Friday, April 02, 2004

# Posted 5:59 AM by Patrick Belton  

HAVING WORKED HAPPILY AT THE ALLIANCE and holding fond views of it as a community of allied democracies, I still have to question the dubious decision by Nato's new secretary-general to bill today's ceremony raising the number of allies to 26 as the end of the Cold War. It's 2004, and the Cold War has incontestably been over for between thirteen years (from the end of the Soviet Union as a political entity) and fifteen (since the fall of the Berlin Wall). That the alliance's new leadership has sought to frame the accession of new allies in terms of an official recognition of an event that happened one and a half decades ago does not inspire confidence in its ability to move even now out of the operational framework of the Cold War to address out of area operations in Afghanistan, the Balkans, and eventually in the Middle East and counterterror theatres.
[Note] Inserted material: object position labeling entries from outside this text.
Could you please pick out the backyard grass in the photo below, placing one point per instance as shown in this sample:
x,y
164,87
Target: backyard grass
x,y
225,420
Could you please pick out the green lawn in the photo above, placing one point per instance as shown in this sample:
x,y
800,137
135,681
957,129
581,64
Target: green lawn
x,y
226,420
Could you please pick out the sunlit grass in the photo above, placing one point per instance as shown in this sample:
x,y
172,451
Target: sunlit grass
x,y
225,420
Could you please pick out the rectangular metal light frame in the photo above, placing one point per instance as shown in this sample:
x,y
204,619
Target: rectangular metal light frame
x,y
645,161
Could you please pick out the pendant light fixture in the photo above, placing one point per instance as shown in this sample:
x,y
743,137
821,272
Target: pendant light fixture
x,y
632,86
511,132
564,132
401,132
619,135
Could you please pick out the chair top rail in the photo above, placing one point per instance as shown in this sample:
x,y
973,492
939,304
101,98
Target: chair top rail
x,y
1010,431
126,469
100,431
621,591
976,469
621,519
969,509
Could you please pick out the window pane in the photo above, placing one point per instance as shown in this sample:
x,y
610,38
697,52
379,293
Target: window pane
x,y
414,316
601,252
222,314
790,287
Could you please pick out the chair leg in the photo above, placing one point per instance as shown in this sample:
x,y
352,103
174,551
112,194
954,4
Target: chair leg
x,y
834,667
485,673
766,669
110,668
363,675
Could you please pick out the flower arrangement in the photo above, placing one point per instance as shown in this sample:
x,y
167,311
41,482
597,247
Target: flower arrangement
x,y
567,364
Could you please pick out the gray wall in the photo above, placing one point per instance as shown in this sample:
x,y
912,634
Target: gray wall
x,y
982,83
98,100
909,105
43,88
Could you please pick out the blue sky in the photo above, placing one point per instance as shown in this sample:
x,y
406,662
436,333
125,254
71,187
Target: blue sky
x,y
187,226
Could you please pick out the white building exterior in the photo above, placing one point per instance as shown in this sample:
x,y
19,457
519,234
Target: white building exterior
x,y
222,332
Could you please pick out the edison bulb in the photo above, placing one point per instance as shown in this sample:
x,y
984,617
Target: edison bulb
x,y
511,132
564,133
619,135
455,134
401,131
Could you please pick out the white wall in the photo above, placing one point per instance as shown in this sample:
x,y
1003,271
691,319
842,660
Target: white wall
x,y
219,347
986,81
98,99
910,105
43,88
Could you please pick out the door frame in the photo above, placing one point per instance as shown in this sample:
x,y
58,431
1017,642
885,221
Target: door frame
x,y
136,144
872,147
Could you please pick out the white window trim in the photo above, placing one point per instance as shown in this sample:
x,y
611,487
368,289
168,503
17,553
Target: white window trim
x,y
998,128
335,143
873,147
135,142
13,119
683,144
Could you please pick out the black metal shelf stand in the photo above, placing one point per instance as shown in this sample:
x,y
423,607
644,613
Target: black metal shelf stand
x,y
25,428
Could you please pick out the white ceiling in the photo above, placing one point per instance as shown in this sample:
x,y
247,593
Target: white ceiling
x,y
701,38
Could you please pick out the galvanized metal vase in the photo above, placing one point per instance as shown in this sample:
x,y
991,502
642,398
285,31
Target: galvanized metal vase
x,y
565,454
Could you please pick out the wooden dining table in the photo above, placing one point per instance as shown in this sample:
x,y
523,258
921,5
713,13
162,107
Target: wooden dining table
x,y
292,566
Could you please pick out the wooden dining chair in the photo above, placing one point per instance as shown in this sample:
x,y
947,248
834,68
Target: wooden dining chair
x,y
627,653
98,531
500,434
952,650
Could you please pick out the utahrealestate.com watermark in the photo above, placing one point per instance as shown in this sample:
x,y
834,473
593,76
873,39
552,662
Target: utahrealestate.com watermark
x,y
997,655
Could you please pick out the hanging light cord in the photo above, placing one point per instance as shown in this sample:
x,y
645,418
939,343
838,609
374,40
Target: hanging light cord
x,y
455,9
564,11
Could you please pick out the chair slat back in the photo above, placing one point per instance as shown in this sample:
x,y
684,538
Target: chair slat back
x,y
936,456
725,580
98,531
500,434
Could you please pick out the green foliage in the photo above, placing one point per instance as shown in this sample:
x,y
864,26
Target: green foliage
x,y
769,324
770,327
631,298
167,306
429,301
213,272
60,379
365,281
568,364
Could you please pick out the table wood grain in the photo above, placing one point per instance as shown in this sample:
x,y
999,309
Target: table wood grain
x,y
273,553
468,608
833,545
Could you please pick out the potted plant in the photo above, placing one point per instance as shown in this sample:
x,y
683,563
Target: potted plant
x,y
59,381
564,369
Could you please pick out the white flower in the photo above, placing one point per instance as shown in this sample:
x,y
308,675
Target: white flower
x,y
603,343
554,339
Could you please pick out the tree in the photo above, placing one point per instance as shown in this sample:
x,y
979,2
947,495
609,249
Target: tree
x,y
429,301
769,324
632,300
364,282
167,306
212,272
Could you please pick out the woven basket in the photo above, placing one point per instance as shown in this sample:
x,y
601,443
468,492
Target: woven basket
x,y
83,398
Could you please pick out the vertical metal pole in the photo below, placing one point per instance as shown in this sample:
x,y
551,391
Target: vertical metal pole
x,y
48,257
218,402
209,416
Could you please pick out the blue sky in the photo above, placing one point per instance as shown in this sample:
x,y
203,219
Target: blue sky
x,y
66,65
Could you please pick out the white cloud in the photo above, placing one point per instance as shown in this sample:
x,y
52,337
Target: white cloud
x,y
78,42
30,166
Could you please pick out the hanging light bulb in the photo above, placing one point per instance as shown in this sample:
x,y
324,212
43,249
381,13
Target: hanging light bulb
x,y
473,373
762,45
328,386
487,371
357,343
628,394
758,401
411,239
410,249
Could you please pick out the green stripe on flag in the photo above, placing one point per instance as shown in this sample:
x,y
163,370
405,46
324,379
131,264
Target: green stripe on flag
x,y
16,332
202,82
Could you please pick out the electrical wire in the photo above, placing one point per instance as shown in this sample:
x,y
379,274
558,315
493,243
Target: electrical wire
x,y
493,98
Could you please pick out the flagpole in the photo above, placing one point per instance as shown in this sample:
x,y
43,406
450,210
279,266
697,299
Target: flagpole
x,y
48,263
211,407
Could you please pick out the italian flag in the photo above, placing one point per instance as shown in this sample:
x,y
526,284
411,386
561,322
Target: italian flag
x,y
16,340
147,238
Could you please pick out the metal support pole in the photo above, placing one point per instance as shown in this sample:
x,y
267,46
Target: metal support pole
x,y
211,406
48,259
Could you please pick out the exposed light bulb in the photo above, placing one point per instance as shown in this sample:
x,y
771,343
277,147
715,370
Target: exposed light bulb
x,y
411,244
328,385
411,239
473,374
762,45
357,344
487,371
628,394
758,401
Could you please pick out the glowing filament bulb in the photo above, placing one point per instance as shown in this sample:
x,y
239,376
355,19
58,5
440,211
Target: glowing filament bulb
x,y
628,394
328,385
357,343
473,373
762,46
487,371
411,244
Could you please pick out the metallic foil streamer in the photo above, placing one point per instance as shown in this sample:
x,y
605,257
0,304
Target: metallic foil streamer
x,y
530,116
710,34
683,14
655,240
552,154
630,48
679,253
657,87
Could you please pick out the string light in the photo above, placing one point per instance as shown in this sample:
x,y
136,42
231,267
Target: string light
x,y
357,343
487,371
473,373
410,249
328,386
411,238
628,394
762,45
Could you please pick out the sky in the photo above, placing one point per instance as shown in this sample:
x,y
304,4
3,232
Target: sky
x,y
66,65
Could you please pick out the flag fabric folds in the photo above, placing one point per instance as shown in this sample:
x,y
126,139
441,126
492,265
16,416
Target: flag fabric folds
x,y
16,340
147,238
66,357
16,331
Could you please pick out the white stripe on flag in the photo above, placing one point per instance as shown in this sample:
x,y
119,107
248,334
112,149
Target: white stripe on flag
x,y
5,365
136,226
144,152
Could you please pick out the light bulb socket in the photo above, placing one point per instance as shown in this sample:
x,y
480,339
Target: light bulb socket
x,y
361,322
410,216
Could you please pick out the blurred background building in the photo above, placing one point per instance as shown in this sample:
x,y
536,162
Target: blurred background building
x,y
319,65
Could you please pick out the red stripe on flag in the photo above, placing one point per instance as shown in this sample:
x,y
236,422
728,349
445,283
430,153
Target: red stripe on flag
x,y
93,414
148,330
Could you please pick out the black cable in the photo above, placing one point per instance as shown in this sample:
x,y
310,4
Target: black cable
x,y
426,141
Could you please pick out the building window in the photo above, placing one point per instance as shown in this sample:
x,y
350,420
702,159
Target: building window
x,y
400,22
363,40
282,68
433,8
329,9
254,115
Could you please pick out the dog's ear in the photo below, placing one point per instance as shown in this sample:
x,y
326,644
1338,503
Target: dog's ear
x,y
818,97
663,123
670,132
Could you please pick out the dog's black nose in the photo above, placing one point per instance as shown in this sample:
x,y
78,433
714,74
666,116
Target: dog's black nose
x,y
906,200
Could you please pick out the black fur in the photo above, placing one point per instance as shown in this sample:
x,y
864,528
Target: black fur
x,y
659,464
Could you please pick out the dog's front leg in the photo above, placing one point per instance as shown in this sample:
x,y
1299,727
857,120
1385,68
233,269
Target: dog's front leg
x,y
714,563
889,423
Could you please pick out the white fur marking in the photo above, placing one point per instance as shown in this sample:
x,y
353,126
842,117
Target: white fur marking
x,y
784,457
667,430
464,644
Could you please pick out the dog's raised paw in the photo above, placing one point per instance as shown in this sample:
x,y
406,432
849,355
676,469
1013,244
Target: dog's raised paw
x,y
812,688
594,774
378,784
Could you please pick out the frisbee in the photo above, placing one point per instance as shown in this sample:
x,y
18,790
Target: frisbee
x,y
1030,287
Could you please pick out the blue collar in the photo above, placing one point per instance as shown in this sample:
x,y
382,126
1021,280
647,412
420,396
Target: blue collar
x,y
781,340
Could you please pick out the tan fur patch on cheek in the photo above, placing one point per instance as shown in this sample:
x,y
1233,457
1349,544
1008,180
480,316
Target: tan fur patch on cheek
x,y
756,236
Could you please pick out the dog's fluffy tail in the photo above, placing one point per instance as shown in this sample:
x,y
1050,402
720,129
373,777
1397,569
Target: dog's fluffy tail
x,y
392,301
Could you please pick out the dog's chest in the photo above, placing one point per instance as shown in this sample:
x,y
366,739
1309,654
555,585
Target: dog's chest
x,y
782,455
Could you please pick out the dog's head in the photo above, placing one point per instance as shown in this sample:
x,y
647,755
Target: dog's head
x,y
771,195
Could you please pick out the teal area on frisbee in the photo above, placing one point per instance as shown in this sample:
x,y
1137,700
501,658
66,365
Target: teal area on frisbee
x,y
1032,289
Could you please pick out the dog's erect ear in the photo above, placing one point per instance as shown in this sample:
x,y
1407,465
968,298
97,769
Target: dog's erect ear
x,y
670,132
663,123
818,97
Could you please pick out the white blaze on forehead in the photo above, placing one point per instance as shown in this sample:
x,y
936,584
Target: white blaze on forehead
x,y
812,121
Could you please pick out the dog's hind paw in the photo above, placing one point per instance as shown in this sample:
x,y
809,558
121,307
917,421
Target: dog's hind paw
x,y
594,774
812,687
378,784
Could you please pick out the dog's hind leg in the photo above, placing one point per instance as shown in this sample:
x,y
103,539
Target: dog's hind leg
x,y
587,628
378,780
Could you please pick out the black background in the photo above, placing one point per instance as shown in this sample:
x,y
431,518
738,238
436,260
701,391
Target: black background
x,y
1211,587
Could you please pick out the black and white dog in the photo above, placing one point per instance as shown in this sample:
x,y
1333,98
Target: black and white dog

At worst, this is reflective of a paradigmatic problem in facing new operational realities; and at best, a rather embarassing political misstep.

UPDATE: After I posted this, CNN quickly revised their headline from "NATO ceremony ends Cold War" to "Larger NATO facing 'new threats'". They also struck the line "in a ceremony being billed as the official end of the Cold War." The original is here. I'm glad we get such fast results!